1. Field of the Invention
The invention relates to the acquisition of NMR data from which both image and spectral data may be obtained from two or more nuclei simultaneously.
2. Description of Prior Art
Nuclear magnetic resonance (NMR) techniques have been used for over 30 years to acquire spectroscopic data. More recently NMR techniques have been developed which produce spatial images of an object (standard imaging). Even more recently techniques have been developed which provide both chemical shift spectroscopic and spatial information for a given nucleus (chemical shift imaging).
The most common technique for obtaining standard images is using the spin-echo or spin warp pulse sequence shown in FIG. 1. In this sequence, radio frequency (rf) excitation pulses of 90 and 180 degrees are used to excite the nuclei and generate an echo. The magnetic field gradients on during the rf pulses (Gss) perform the slice selection part of the experiment. The term gradient as used here means magnetic field gradient. The phase encoding gradient (Gpe) pulses provide for spatial encoding in one dimension and the readout gradient (Gro) pulses provide for spatial encoding in the other dimension. Note that the Gro is on during acquisition of the echo. Each of the echoes produced by repetition of this pulse sequence are acquired, stored and processed using a two dimensional Fourier Transform (2DFT). This technique will produce spatial images of an object.

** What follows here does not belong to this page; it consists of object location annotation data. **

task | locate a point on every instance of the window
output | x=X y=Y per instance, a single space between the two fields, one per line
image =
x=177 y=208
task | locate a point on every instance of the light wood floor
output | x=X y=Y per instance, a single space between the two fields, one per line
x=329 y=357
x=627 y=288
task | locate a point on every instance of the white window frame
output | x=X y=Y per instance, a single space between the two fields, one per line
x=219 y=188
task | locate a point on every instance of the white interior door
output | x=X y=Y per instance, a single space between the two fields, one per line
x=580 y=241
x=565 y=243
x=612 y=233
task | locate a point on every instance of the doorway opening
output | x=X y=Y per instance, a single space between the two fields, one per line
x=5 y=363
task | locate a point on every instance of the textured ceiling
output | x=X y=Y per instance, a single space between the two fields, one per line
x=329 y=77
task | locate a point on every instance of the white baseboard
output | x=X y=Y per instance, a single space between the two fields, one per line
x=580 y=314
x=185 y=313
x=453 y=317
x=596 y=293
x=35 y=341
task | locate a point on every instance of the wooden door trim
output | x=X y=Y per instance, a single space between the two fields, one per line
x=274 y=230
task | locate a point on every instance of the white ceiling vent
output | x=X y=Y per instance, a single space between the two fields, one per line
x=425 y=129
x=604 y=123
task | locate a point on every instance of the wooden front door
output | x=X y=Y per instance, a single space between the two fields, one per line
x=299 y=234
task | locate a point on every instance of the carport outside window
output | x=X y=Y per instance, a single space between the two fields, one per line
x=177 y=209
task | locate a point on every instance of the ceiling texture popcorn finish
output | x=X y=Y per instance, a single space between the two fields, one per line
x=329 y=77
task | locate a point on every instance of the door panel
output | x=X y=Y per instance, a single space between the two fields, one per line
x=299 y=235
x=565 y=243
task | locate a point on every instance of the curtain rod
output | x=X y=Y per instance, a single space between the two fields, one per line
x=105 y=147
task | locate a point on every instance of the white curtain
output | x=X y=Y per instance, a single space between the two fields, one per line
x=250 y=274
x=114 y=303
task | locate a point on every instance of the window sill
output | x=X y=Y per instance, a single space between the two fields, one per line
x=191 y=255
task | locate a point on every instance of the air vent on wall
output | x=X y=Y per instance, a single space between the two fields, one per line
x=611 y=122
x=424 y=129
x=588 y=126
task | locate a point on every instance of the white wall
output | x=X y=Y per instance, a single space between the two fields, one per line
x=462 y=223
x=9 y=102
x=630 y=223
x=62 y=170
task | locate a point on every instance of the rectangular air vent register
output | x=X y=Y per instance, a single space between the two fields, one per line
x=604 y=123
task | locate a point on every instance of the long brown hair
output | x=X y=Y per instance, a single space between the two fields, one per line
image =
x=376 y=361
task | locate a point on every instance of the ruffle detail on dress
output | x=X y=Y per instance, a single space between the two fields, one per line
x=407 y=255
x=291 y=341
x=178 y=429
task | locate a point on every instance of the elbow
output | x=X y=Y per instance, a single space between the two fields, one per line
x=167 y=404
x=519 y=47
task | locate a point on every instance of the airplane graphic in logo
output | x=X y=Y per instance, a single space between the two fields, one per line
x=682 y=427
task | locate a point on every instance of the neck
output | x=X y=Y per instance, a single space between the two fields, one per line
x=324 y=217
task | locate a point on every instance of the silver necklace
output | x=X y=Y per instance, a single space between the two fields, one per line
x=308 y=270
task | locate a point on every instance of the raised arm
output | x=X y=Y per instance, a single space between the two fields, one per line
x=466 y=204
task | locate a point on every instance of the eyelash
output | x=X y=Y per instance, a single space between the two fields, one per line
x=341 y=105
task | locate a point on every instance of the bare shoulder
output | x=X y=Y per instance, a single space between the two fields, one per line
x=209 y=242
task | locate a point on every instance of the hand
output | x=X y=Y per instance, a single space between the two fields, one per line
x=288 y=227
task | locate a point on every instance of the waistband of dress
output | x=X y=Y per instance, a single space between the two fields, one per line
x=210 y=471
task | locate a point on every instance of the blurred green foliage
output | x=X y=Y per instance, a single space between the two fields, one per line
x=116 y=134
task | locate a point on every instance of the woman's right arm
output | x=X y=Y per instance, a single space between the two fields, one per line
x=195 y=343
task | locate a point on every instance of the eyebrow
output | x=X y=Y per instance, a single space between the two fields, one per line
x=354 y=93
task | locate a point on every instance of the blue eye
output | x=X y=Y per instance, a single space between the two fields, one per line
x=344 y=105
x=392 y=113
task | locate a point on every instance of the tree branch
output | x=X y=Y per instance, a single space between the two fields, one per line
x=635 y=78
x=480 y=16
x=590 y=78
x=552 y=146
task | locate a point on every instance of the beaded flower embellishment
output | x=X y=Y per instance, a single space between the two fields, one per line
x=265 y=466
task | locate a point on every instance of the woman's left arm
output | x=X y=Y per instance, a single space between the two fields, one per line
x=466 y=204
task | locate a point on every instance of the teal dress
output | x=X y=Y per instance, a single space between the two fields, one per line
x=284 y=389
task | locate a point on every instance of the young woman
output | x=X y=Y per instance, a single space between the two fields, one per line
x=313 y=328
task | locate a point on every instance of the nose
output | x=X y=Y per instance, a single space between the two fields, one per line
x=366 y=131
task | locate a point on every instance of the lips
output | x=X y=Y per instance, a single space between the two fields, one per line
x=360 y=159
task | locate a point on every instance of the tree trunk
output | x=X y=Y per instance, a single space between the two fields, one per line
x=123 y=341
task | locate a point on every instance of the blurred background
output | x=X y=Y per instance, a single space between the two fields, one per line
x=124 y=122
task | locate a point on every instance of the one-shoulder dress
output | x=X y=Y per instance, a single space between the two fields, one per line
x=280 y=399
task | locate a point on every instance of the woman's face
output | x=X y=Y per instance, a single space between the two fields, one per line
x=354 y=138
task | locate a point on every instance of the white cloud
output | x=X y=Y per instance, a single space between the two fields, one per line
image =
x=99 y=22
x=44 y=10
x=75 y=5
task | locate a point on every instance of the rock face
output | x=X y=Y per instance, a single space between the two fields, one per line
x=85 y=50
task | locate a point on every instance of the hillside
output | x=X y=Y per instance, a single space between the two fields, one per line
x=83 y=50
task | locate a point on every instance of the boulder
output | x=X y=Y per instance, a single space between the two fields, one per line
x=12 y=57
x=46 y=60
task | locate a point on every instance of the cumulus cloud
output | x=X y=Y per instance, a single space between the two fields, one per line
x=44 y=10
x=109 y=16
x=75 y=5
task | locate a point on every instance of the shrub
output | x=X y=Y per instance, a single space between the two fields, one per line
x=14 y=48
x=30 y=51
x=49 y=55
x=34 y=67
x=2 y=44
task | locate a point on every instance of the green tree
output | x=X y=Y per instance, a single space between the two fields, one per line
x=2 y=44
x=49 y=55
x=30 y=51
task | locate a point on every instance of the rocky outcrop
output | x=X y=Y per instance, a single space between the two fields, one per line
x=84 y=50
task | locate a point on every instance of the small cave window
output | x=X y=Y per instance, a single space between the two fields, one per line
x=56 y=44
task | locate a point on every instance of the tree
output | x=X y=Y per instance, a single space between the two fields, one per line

The most commonly used technique for obtaining chemical shift images is shown by the pulse sequence in FIG. 2. In this experiment a 90 degree rf excitation pulse 208 is applied in the presence of Gss 202 for slice selection. The result of this excitation is a free induction decay 210 (FID). The phase encode and readout gradients may be thought of as phase encoding pulses in the x and y directions respectively. The stepped Gpex and Gpey pulses (i.e., the phase encode pulses in the x and y directions) provide for spatial encoding of the image. A three-dimensional Fourier Transform (3DFT) on the FIDs acquired by repetition of this pulse sequence produces a spatial image of the object and chemical shift spectra from each volume element (voxel) of the image. Note that the chemical shift spectroscopic information is preserved using this pulse sequence since no gradients are present during acquisition of the FID. It is also important to note that flip angles other than 90.degree. and 180.degree. can be used with the method of this invention.
It would be advantageous to acquire both a standard image (typically of H-1 which provides high resolution anatomical information) and a chemical shift image (typically of P-31 which provides an in vivo metabolite map) on patients submitted for magnetic resonance imaging exams. Lenkinski et al. and Tropp et al. both describe this type of exam with a sequential acquisition scheme shown in FIG. 3, Method 3A. They first acquire a standard image and then acquire a chemical shift image. However this method is rarely used in clinical situations because of the excessive time required to perform the two sequential studies. Imaging time, sometimes referred to as magnet time is very expensive. As a result of the high cost of magnet time, health professionals and/or their patients may forego certain diagnostic tests. It would be most advantageous if one could perform the two studies simultaneously in order to make the most efficient and cost effective use of imaging time. The reduced cost resulting from the procedure of this invention would allow health professionals to obtain more useful diagnostic information.